明治時代はたいていの男の子も女の子も短いきものを着ているだけで、その下はすっぽんぽんだから、年頃になると初めて褌やお腰を締め、大人になったしるしとする。帯祝いとか褌祝いとかといって祝う地方もあったようだ。明治以降は褌の経験のない男性も多くなって、徴兵検査やその後の軍隊生活で初めて褌の味を知った人もあった。もっとも海水浴では、六尺褌を愛用する男の子は結構いて、それは幼い男の自覚に役立ったろう。

肉体的な大人のしるしとしては女性の場合は初潮がある。初潮に赤のご飯を炊く習慣はわりあい広くあった。はじめて男性と交わりをもつことを破瓜(はか)といった。破瓜が単に、女が嫁にゆく標準の年の16歳を意味することもある。明治の小説作家の、「齢(よわい)も破瓜に近づきぬれば」などという文章で気をまわしてはならない。瓜という字を二つに割ると八と八になる、というだけのことだ。

男性が初めて女性と交わりを持つことを筆下ろしという。破瓜も筆下ろしも別にお祝いはしないだろうが、黒澤明の《七人の侍》(1954)のなかでは、若侍の勝四郎が初めて村娘のお志乃と寝た次の朝、志村喬演じる勘兵衛が「勝四郎、今日は存分に働けよ。お前も夕べからもう大人だ」とからかっている。

江戸時代はとりわけ女性に対する、身分をからめての呼び方が厄介だった。つまり人妻がすべて奥様でもおかみさんでもないのだ。その面倒さは開化後の短い期間でほぼ消えたようだが、新造、年増、という言いかたは東京下町では大正期あたりまで残っている。年増という女の年齢は『大日本国語辞典』(小学館)では、娘盛りを過ぎてやや年をとった女性、としている。30を少し過ぎたくらいが大年増、そのあいだが中年増。

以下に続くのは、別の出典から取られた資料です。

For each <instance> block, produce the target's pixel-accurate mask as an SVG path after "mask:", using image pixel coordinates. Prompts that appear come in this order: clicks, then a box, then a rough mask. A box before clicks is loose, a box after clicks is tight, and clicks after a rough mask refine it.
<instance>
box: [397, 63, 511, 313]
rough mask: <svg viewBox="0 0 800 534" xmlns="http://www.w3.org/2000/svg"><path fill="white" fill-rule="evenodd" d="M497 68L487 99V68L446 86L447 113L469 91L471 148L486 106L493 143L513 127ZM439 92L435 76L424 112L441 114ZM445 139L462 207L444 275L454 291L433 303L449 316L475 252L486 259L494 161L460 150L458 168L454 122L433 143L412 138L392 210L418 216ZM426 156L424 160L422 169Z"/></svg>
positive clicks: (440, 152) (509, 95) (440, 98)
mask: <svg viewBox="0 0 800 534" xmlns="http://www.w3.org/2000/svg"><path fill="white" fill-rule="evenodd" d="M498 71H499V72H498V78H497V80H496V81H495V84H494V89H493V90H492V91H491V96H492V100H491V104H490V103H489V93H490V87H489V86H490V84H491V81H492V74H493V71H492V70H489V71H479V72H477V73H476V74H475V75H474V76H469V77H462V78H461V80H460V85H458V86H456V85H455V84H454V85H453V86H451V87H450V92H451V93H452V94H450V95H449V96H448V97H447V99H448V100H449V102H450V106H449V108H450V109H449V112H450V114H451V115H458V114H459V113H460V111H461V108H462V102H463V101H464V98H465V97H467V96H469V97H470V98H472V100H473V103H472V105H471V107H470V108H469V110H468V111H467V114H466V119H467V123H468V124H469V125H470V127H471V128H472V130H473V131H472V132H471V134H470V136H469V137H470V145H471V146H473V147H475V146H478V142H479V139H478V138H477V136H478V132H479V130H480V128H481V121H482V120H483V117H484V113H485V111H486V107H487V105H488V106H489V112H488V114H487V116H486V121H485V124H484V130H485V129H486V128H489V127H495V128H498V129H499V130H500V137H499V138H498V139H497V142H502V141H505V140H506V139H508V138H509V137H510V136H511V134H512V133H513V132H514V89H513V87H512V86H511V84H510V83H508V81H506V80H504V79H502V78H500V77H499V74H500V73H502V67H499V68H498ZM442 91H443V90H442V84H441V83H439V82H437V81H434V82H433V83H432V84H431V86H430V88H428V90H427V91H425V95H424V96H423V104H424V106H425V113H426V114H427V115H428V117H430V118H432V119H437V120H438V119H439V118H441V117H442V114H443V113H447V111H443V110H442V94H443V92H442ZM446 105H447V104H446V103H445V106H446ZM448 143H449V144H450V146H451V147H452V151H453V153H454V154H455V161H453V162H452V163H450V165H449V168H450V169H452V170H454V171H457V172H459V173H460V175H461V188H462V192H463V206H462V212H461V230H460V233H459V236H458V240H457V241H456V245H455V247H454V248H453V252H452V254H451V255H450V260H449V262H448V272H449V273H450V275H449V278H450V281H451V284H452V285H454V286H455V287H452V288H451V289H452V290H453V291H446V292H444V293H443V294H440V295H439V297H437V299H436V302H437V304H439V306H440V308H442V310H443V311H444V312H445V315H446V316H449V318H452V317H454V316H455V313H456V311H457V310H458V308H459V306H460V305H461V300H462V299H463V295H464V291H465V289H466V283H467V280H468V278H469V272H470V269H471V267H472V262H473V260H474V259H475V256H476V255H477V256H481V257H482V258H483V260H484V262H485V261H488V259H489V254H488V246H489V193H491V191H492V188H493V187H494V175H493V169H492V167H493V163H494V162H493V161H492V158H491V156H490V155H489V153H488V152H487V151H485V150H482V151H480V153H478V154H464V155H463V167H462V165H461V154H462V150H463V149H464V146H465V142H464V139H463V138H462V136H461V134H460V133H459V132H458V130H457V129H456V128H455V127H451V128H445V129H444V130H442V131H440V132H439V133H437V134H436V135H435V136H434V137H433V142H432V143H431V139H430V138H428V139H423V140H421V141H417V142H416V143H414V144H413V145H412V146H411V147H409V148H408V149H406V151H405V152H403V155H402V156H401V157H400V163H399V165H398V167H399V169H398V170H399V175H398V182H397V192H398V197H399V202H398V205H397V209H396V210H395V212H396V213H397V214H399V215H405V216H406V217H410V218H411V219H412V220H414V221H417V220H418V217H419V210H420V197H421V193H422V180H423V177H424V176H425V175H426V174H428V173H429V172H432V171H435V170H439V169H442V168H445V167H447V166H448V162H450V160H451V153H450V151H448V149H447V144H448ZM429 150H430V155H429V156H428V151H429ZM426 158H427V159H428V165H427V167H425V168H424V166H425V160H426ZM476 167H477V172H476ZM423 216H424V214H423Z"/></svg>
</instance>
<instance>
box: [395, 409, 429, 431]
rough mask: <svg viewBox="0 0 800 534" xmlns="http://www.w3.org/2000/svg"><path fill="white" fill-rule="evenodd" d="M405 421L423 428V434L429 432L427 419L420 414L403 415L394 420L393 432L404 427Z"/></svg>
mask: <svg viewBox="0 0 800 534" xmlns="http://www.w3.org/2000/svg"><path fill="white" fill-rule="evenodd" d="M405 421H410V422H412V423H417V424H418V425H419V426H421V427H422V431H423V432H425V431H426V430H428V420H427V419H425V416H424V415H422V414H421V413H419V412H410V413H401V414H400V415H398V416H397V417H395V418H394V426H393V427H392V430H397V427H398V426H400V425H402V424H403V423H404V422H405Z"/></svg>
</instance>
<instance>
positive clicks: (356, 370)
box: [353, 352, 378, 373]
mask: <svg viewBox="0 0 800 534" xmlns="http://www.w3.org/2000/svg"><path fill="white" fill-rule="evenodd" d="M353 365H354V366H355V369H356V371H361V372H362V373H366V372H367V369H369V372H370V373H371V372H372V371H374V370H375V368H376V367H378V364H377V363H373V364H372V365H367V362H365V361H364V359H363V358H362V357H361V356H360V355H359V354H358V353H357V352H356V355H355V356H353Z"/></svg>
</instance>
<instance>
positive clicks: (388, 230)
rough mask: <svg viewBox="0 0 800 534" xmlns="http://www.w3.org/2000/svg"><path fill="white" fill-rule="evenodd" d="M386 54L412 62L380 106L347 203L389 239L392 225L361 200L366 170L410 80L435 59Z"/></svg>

年増向き 年増向きといえば、余程年老いたる様聞こゆれど、女は盛りの三十前後、酸いも甘いも噛み分けたる、当世奥様方の着附は、ざっと左の如きものなるべし。
(→年表〈現況〉1902年4月 「流行二枚袷(中)」読売新聞 1902/4/30: 5)

一方、新造にははっきりとちがうふたつの意味があって、ひとつは若い人妻を意味し、もうひとつは未婚の女性を指すから、こちらは娘と同義語だ。これは江戸方言らしいが、なんでこんな矛盾が生じたのだろう。

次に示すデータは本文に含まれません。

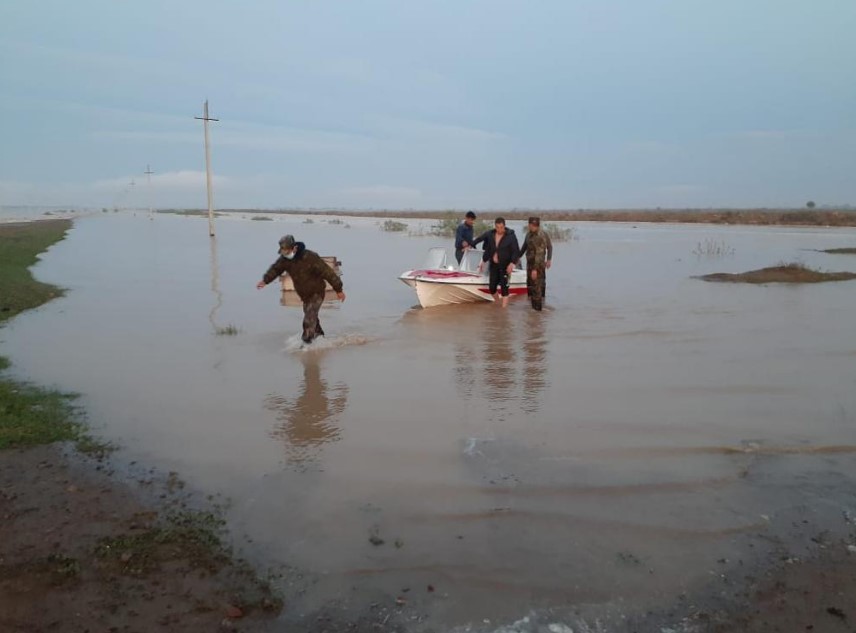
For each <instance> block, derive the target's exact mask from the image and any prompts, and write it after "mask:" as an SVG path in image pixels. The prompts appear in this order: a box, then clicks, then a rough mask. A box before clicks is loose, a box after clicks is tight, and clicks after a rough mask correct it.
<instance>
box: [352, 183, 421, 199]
mask: <svg viewBox="0 0 856 633" xmlns="http://www.w3.org/2000/svg"><path fill="white" fill-rule="evenodd" d="M342 193H343V194H344V195H345V196H348V197H353V198H361V199H362V200H360V202H362V203H364V202H370V203H372V204H386V203H395V202H399V201H414V200H417V199H419V198H421V197H422V192H421V191H420V190H419V189H414V188H412V187H397V186H394V185H370V186H366V187H351V188H348V189H345V190H343V191H342Z"/></svg>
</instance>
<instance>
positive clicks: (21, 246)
mask: <svg viewBox="0 0 856 633" xmlns="http://www.w3.org/2000/svg"><path fill="white" fill-rule="evenodd" d="M69 228H71V222H70V221H69V220H51V221H47V222H31V223H27V224H0V324H2V323H3V322H4V321H6V320H8V319H11V318H12V317H13V316H15V315H16V314H18V313H20V312H23V311H24V310H29V309H31V308H36V307H38V306H40V305H42V304H43V303H46V302H48V301H50V300H51V299H53V298H54V297H58V296H60V295H61V294H62V289H60V288H57V287H56V286H52V285H50V284H44V283H42V282H40V281H36V280H35V279H34V278H33V275H32V274H31V273H30V270H29V269H30V266H32V265H33V264H35V263H36V261H37V260H38V255H39V253H41V252H43V251H45V250H46V249H47V248H48V247H49V246H50V245H51V244H54V243H56V242H58V241H59V240H61V239H62V238H63V237H64V236H65V232H66V231H67V230H68V229H69Z"/></svg>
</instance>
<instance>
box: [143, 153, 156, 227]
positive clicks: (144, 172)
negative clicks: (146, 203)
mask: <svg viewBox="0 0 856 633" xmlns="http://www.w3.org/2000/svg"><path fill="white" fill-rule="evenodd" d="M143 173H144V174H145V175H146V181H147V185H148V186H147V191H146V194H147V195H148V198H149V216H151V215H152V174H153V173H155V172H153V171H152V168H151V167H150V166H149V165H146V171H144V172H143Z"/></svg>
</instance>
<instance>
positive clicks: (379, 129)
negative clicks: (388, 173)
mask: <svg viewBox="0 0 856 633" xmlns="http://www.w3.org/2000/svg"><path fill="white" fill-rule="evenodd" d="M377 127H378V129H379V130H381V131H383V132H386V133H387V134H389V135H390V136H392V137H394V138H399V139H413V138H420V139H428V140H435V141H440V142H449V141H464V142H487V141H501V140H505V139H507V138H508V135H507V134H504V133H502V132H493V131H490V130H483V129H481V128H477V127H469V126H465V125H454V124H447V123H434V122H431V121H423V120H420V119H404V118H386V119H383V120H381V121H379V122H378V123H377Z"/></svg>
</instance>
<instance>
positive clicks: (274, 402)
mask: <svg viewBox="0 0 856 633" xmlns="http://www.w3.org/2000/svg"><path fill="white" fill-rule="evenodd" d="M301 361H302V363H303V383H302V385H301V387H300V395H298V396H297V397H296V398H286V397H283V396H279V395H269V396H268V397H267V398H265V407H266V408H267V409H269V410H271V411H273V412H274V413H276V417H277V423H276V424H275V425H274V428H273V430H272V431H271V435H272V436H273V437H275V438H277V439H280V440H282V442H283V445H284V447H285V454H286V458H287V460H288V462H289V463H290V464H293V465H306V464H307V463H310V462H315V461H317V460H318V458H319V454H320V450H321V447H322V446H323V445H324V444H327V443H329V442H335V441H336V440H338V439H339V436H340V433H341V432H340V429H339V425H338V423H337V417H338V416H339V415H340V414H341V413H342V412H343V411H344V410H345V407H346V406H347V404H348V386H347V385H345V384H341V383H340V384H337V385H335V386H334V387H333V388H332V389H331V388H329V387H328V386H327V381H326V380H324V379H323V378H322V377H321V363H320V359H319V358H318V356H317V355H316V354H306V355H303V356H302V357H301Z"/></svg>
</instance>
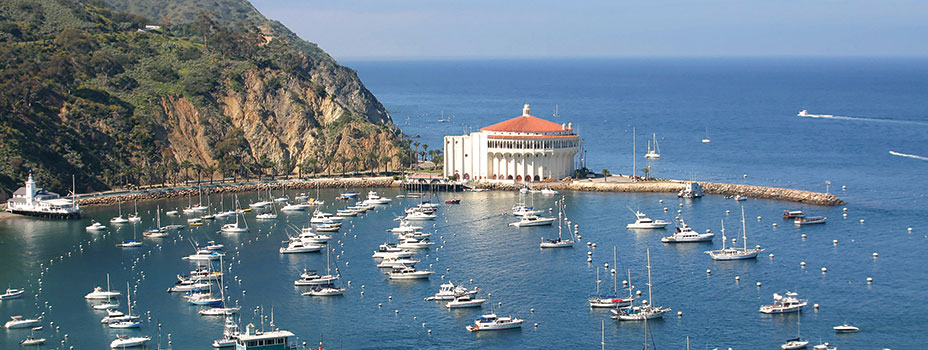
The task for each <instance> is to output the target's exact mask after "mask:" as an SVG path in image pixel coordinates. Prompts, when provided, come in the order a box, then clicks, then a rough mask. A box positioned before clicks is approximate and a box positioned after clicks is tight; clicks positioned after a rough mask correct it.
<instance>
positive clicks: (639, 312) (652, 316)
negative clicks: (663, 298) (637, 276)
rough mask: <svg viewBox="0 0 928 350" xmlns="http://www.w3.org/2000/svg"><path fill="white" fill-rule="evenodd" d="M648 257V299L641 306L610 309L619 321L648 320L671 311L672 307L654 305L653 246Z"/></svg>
mask: <svg viewBox="0 0 928 350" xmlns="http://www.w3.org/2000/svg"><path fill="white" fill-rule="evenodd" d="M647 257H648V299H647V300H644V301H643V302H642V304H641V306H629V307H626V308H616V309H612V310H610V311H611V312H612V314H613V316H611V317H612V318H613V319H615V320H619V321H646V320H652V319H657V318H663V317H664V314H665V313H668V312H670V308H665V307H662V306H654V296H653V294H652V293H651V286H652V285H653V284H652V283H651V248H648V250H647Z"/></svg>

大年増を過ぎて40がらみになると中婆さんといわれ、50になれば立派なお婆さんとされる。1913(大正2)年の[朝日新聞]に、「婆芸者の自殺未遂」という雑報記事が載った(→年表〈現況〉1913年1月 「婆芸者の自殺未遂」朝日新聞 1913/1/29: 5)。東京芝佐久間町の家の2階で、白鞘の短刀で喉を突き、自殺を企てたのは、元日本橋の芸者お玉(36歳)。この世界ではとりわけ早く婆扱いされるのだが、そうとばかりはいえず、こんな記事もある。

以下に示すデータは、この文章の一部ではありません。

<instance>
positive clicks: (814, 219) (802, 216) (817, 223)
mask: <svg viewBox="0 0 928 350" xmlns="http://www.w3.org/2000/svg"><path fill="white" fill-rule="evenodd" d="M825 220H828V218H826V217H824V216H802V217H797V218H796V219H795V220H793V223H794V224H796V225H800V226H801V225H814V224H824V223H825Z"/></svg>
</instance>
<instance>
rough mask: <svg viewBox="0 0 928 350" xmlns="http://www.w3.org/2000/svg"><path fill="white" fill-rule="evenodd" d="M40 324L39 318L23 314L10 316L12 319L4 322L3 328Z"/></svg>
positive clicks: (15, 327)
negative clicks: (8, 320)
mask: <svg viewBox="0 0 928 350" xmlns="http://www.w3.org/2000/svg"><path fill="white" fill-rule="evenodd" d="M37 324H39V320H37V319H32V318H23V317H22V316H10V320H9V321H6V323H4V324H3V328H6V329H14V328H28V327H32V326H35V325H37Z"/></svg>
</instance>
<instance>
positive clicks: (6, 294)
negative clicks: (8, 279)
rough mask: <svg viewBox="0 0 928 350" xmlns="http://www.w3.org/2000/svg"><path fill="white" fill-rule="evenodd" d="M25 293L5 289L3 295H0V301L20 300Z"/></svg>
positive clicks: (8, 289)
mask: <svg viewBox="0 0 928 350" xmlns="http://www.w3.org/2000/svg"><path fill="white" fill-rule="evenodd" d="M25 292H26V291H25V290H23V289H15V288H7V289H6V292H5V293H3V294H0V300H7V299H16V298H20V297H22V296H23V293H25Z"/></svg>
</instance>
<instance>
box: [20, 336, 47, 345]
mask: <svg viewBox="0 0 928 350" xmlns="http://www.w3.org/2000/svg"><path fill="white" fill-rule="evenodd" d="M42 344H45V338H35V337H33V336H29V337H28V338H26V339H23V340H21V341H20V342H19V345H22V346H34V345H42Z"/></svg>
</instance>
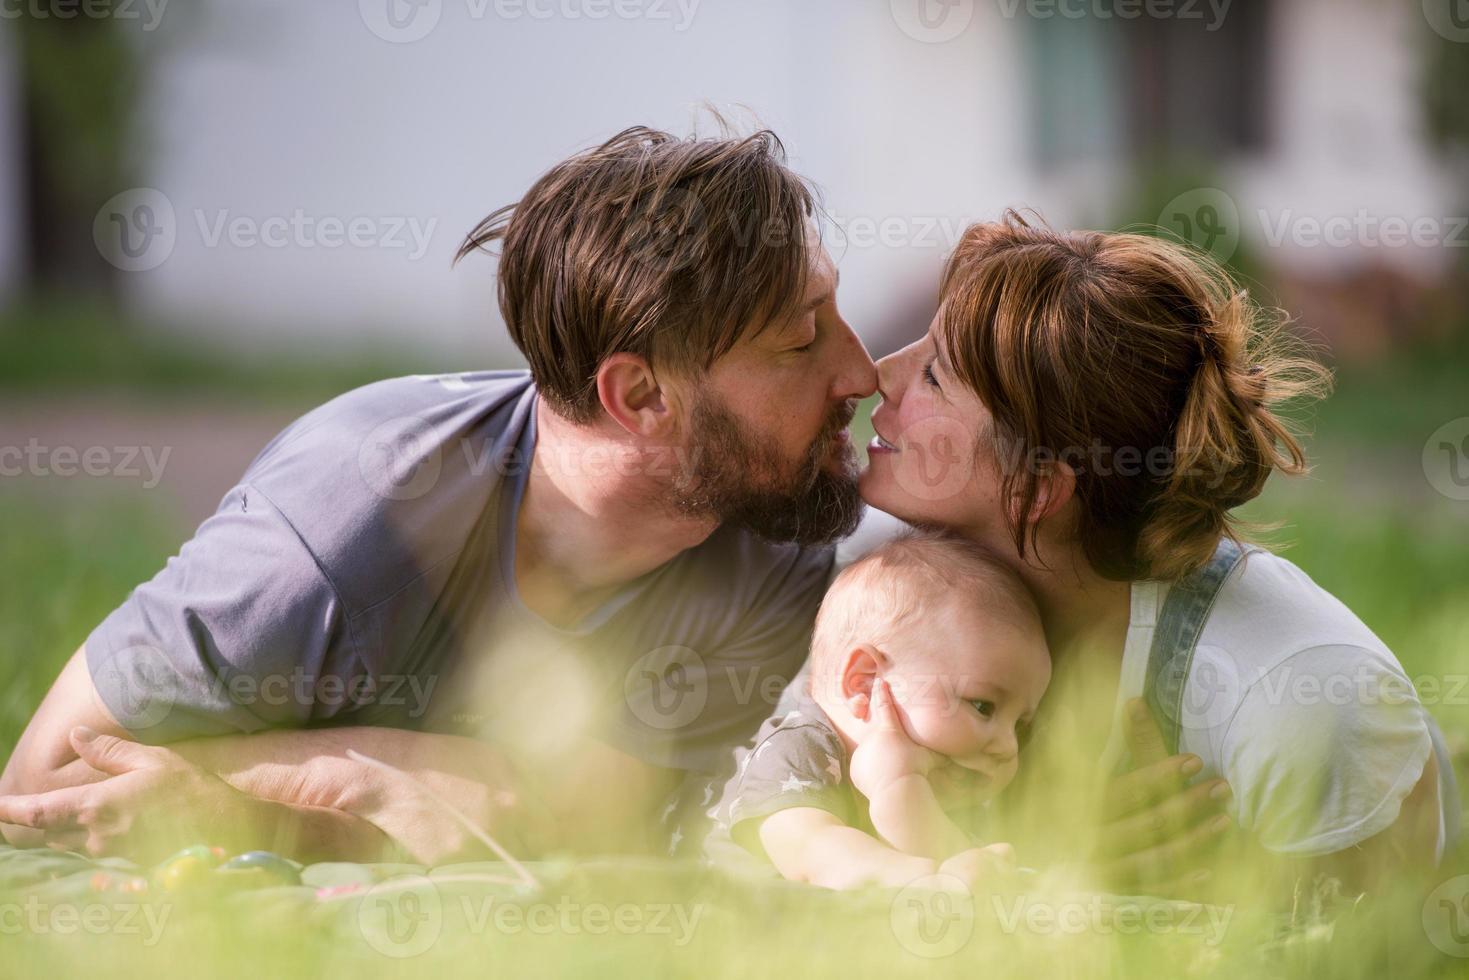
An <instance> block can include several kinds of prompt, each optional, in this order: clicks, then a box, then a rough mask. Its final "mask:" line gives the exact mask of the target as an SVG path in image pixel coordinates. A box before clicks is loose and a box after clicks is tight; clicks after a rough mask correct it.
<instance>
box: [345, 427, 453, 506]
mask: <svg viewBox="0 0 1469 980" xmlns="http://www.w3.org/2000/svg"><path fill="white" fill-rule="evenodd" d="M442 469H444V458H442V455H441V453H439V445H438V442H436V441H435V439H433V426H432V425H429V422H427V420H426V419H420V417H417V416H404V417H401V419H389V420H386V422H383V423H382V425H379V426H376V428H375V429H373V430H372V432H369V433H367V438H366V439H363V442H361V447H360V448H358V450H357V472H358V473H360V475H361V478H363V482H364V483H366V485H367V488H369V489H370V491H372V492H375V494H378V495H379V497H382V498H383V500H417V498H419V497H423V495H425V494H427V492H429V491H430V489H433V486H435V485H436V483H438V482H439V473H441V472H442Z"/></svg>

本所三笠町の金田某の妻おはまは、早四十近き中婆にて、八年になる竹次郎という子も有り乍ら余程の浮気者にて(……)。
(「よほどの浮気者」東京曙新聞 1880/3/13: 3)

また戦前には、厄年を気にする人が少なくなかった。今年は年回りが悪いから、といったセリフもよく聞かれた。厄年は男が25歳、42歳、61歳、女が19歳、33歳、37歳で、男の42、女の33を大厄といった。その前後の年を含めた3年は厄除けをしなければいけないというので、各地の厄神さんが繁昌した。